Simon’s pulse jagged and, for a moment, he forgot to breathe.
The figure was so familiar. Simon would swear this was that kid he’d seen shot thirteen years ago!
It couldn’t be.
“Hey!” Simon shouted, forgetting he was trying to stay undercover. “Who are you?”
The ghostly figure gestured to Simon as if asking him to follow before moving off in a swirl of fog. Unable to help himself, Simon complied and followed the kid on a path nearly straight back to his truck and realized this wasn’t far from where he’d been taken while on his way to get Lexie that night so long ago. Pockets of icy air rippled along his skin. No matter how hard he tried, how fast he ran, Simon couldn’t catch up to the wraith.
Simon absolutely believed that the souls of the departed haunted people. He’d lived with one for months in Somalia — the man he’d killed in self-defense. Only when he had reconciled his own actions had the dead man’s spirit crossed over. Throughout the years he’d been shadowed by other ghosts, but he’d learned to steel himself against them and they’d eventually left him alone.
Left him empty and hard, damaged goods, without a soul of his own.
So why was he being haunted now? He hadn’t been responsible for the boy’s death.
What did this lost soul want from him?
Once in his truck, he lost the apparition, had to go slow on the road, searching the land from the road to the water as he drove. He spotted the ghostly figure off and on in between the trees all the way to the edge of town, where he ditched the truck behind a warehouse and followed on foot.
The sidewalks were nearly clear of pedestrians, the streets of vehicles. No one seemed to notice the mist-shrouded kid. Down the block, a stray dog was going about his business, but stopped when the wraith drew near. It didn’t make a sound, but it froze and its ruff went up and then it warily backed off.

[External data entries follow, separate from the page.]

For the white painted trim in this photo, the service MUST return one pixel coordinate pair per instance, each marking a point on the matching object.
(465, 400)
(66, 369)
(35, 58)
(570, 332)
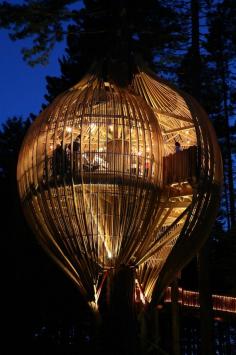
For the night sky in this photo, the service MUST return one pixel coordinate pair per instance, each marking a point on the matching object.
(22, 87)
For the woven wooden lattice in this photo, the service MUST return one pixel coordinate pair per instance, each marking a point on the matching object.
(111, 176)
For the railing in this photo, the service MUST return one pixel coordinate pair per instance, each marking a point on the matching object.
(191, 299)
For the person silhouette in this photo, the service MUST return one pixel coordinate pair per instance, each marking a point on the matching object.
(177, 147)
(76, 153)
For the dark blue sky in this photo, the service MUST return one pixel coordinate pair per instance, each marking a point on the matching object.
(22, 88)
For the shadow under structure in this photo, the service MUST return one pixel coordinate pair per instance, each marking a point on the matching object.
(121, 185)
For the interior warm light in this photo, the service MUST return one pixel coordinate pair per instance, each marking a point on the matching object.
(68, 129)
(101, 195)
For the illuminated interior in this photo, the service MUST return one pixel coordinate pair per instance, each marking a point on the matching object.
(111, 176)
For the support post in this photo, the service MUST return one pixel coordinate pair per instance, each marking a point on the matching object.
(175, 318)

Simon’s ruff went up, too.
What the hell?
The kid walked along a red brick fence that surrounded the gray stone church at the center of town, Jenkins Cove Chapel. Suddenly, he disappeared through an opening.
Heart pounding, Simon ran faster so as not to lose him.
The fog was lighter here, the chill greater, and once past the fence’s wooden gate, which had been left open, Simon realized where he was.
The cemetery.
Why had he brought him here?
Following the curving redbrick path lined by boxwood on both sides, Simon kept track of the mop of pale hair, which appeared on the other side of the hedge, then lost him altogether. When he came to the open area dotted with gravestones and markers, Simon only half hoped he would actually find him again. He gazed around, past a couple of large willow oaks and a magnolia tree in the center of the graveyard, then spotted the ghostly figure at a far gravesite, touching the stone that identified its occupant.
Again, it looked up at him with hollow eyes and gestured that he should come.
Reluctantly, Simon did. Not wanting to cross anyone’s grave — he’d had enough of that in his former life — he stayed on the brick path, keeping his gaze locked on the figure still summoning him.
One minute the fog seemed to circle the kid, the next he seemed to fade away into the mists.